Uncovering Hidden Subspaces in Video Diffusion Models Using Re-Identification
Mischa Dombrowski, Hadrien Reynaud, Bernhard Kainz
TL;DR
The paper addresses privacy and usefulness concerns in latent video diffusion models by training privacy filters in latent space using a VAE-based representation and evaluating subspace faithfulness with a re-identification-based privacy measure. It demonstrates that latent-space privacy models are more efficient and generalize better than their image-space counterparts, while enabling robust assessments of temporal consistency and memory leakage. A key finding is that latent diffusion models may learn only a subset of the training data (up to about 30.8%), which helps explain why downstream tasks trained on synthetic data lag real-data performance.

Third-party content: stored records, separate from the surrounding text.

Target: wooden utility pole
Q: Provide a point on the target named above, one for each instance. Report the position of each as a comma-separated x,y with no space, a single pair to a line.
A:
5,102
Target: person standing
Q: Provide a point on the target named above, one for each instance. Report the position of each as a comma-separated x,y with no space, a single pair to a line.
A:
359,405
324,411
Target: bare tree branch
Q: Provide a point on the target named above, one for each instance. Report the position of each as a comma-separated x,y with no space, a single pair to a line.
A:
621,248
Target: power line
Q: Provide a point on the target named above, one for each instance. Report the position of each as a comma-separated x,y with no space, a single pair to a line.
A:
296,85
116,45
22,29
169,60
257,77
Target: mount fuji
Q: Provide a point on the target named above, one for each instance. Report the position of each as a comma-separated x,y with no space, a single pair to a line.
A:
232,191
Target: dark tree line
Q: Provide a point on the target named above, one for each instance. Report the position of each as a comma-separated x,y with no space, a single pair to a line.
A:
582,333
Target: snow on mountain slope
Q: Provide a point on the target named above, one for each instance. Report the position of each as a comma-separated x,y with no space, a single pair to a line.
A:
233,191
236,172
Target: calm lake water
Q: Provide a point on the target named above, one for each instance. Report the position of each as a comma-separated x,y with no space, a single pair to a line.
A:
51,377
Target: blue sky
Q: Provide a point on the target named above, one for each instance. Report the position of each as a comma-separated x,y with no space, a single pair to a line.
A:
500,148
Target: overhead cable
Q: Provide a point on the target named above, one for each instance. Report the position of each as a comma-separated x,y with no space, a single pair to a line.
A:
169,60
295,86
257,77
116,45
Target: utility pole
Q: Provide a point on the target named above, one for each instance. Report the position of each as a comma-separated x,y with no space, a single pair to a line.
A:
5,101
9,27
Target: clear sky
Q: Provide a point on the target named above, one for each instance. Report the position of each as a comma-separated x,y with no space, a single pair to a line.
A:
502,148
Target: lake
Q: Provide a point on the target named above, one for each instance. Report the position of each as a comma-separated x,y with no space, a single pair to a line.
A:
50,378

The work provides a practical privacy-preserving diagnostic framework for synthetic medical videos, with implications for safer data sharing and improved evaluation of generative model faithfulness.
Abstract
Latent Video Diffusion Models can easily deceive casual observers and domain experts alike thanks to the produced image quality and temporal consistency. Beyond entertainment, this creates opportunities around safe data sharing of fully synthetic datasets, which are crucial in healthcare, as well as other domains relying on sensitive personal information. However, privacy concerns with this approach have not fully been addressed yet, and models trained on synthetic data for specific downstream tasks still perform worse than those trained on real data. This discrepancy may be partly due to the sampling space being a subspace of the training videos, effectively reducing the training data size for downstream models. Additionally, the reduced temporal consistency when generating long videos could be a contributing factor. In this paper, we first show that training privacy-preserving models in latent space is computationally more efficient and generalize better. Furthermore, to investigate downstream degradation factors, we propose to use a re-identification model, previously employed as a privacy preservation filter. We demonstrate that it is sufficient to train this model on the latent space of the video generator. Subsequently, we use these models to evaluate the subspace covered by synthetic video datasets and thus introduce a new way to measure the faithfulness of generative machine learning models. We focus on a specific application in healthcare echocardiography to illustrate the effectiveness of our novel methods. Our findings indicate that only up to 30.8% of the training videos are learned in latent video diffusion models, which could explain the lack of performance when training downstream tasks on synthetic data.